Keeping Your Bank Account And Credit Cyber-Smart
August 2, 2019
Financial institutions and hacking go hand-in-hand these days and keeping your bank account and credit from being the next victim is more important than ever. The safest approach, although the least favorite, is assuming that if your data hasn’t yet been hacked that at some point it will be. Hacking banks and their account holders is the most direct cash infusion a hacker can get…and they know it. According to Kaspersky Lab, attacks on ATMs alone hit an all-time high in 2017 with malware-as-a-service (MAAS) opportunities. With this service, even hacking “hacks” who have no cybercrime experience can watch an instructional “how to” video on how to target an ATM successfully. With all the relentless email phishing attacks and step-by-step advice on hacking, guarding our finances with common sense protection is something we all need to do. It all starts by being proactive with your accounts.
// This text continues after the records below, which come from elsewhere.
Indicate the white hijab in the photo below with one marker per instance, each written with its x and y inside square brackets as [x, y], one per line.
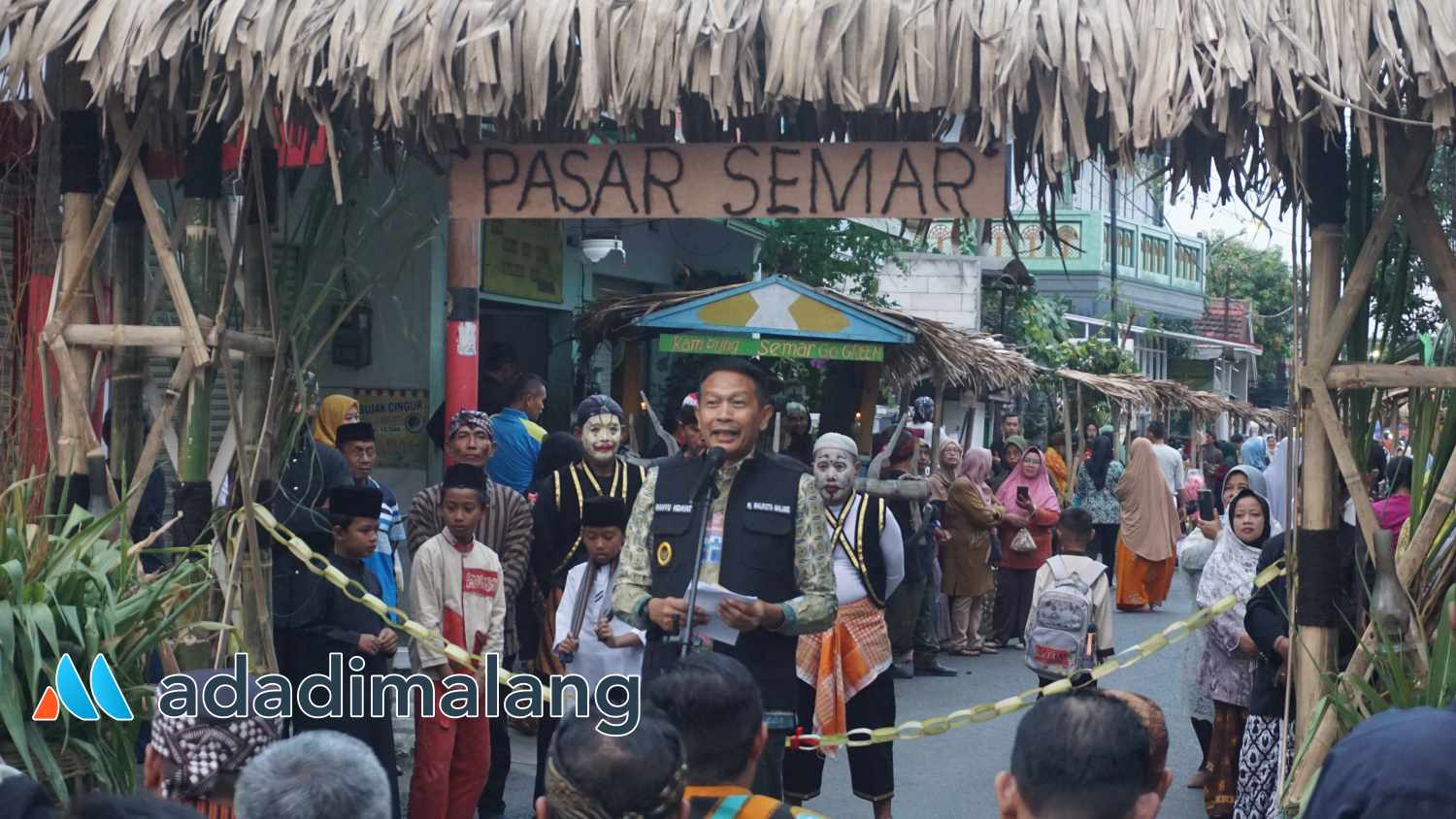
[1275, 477]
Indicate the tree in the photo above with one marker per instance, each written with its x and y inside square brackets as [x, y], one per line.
[1263, 277]
[832, 253]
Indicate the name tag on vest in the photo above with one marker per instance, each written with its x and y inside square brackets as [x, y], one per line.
[480, 582]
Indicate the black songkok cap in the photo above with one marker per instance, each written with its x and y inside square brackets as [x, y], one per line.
[596, 405]
[358, 431]
[465, 475]
[603, 510]
[355, 501]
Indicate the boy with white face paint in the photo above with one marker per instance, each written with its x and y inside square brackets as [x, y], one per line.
[558, 502]
[868, 566]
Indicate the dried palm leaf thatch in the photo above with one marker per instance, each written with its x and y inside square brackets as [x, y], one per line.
[1225, 84]
[1123, 387]
[961, 358]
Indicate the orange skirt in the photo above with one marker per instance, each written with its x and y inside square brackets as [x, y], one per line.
[1141, 580]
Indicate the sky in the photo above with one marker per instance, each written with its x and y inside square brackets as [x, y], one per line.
[1208, 215]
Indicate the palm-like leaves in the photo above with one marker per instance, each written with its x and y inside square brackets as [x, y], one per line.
[76, 591]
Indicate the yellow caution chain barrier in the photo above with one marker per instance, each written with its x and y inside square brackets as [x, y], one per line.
[853, 737]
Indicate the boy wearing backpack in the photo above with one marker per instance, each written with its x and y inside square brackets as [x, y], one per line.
[1071, 624]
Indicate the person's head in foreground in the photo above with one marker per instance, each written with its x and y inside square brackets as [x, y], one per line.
[320, 774]
[594, 775]
[198, 760]
[734, 407]
[718, 711]
[1075, 530]
[1156, 777]
[462, 499]
[1079, 755]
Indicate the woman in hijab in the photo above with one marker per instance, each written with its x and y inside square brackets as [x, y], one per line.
[1095, 492]
[334, 411]
[945, 470]
[1255, 452]
[1144, 560]
[1012, 448]
[1193, 554]
[1031, 510]
[1056, 464]
[1229, 655]
[970, 513]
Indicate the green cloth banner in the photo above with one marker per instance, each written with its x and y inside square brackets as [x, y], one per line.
[704, 344]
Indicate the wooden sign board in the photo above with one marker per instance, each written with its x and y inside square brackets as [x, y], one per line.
[731, 180]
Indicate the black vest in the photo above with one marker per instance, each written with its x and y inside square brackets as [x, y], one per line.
[757, 559]
[571, 486]
[861, 540]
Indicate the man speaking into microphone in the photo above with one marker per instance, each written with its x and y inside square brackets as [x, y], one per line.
[763, 536]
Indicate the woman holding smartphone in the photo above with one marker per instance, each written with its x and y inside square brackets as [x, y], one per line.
[1025, 536]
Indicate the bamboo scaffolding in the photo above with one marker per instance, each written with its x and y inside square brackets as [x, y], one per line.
[118, 337]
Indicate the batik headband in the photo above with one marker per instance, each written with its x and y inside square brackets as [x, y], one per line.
[472, 419]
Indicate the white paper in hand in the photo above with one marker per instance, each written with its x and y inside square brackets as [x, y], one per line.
[708, 598]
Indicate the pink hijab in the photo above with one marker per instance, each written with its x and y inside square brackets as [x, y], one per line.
[1042, 493]
[976, 466]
- Password security. It’s time to put passion into passwords! Assuming your account will at some point be breached, there’s no reason to make it easier for hackers to break your passwords. Every account deserves a unique password that is eight characters or longer and is a combination of numbers, upper and lowercase letters, and symbols. Try to create a sequence with meaning to make it easier to remember, though not easy to guess or dictionary words. If necessary, write the passwords down. Remember not to leave your written passwords somewhere they are easily found by others.
- Always use two-factor authentication (2FA) or as also referred to, multi-factor authentication (MFA). In the wake of massive financial hacking, most banks and social media provide 2FA as a second security step and can be easily set-up with accounts. When logging into an account, the bank sends a security code to your phone. To complete the login process, the code is needed as the second verification. It’s a great and easily added security layer, with the idea being that even if a hacker cracks your password, unless they have your phone, they’ll never get the 2FA needed to login.
- Check your accounts often. No more waiting for your monthly statements. With easy online access, keeping tabs on the financial comings-and-goings is an easy way to spot suspicious transactions. Should anything look questionable, it’s much more effective to alert your bank or provider immediately. Taking fast, proactive steps can prevent further damage to your account should it be breached.
- Of course, always be on the lookout for phishing scams. These are still common and frequent and are getting more difficult to detect all the time. If you are not expecting a link or attachment, regardless of the sender, just don't click it.
- When using ATMS, take a quick look to ensure there isn't a skimming device attached to it. If there is, don't use it and report it to the financial institution. Also, make sure you use ATMs in well-lit areas and where there is plenty of traffic. Hidden ones or those in dark areas are easier targets for ATM scammers.
- Keep tabs on your credit reports. The big three credit bureaus–TransUnion, Equifax, and Experian allow a free credit report annually, so take advantage of getting one free every four months. Doing so allows you to see what’s going on in the background with your credit, and quickly report any nefarious credit-oriented movement.
- Finally, don’t be afraid to freeze your credit. By law, the big three credit bureaus now must offer free credit freezing and un-freezing. Should you spot something suspicious with your credit, a quick freeze can prevent a whole lot of financial heartache by keeping hackers from doing further damage. Just remember that frozen credit prevents access to your reports for anyone, including you.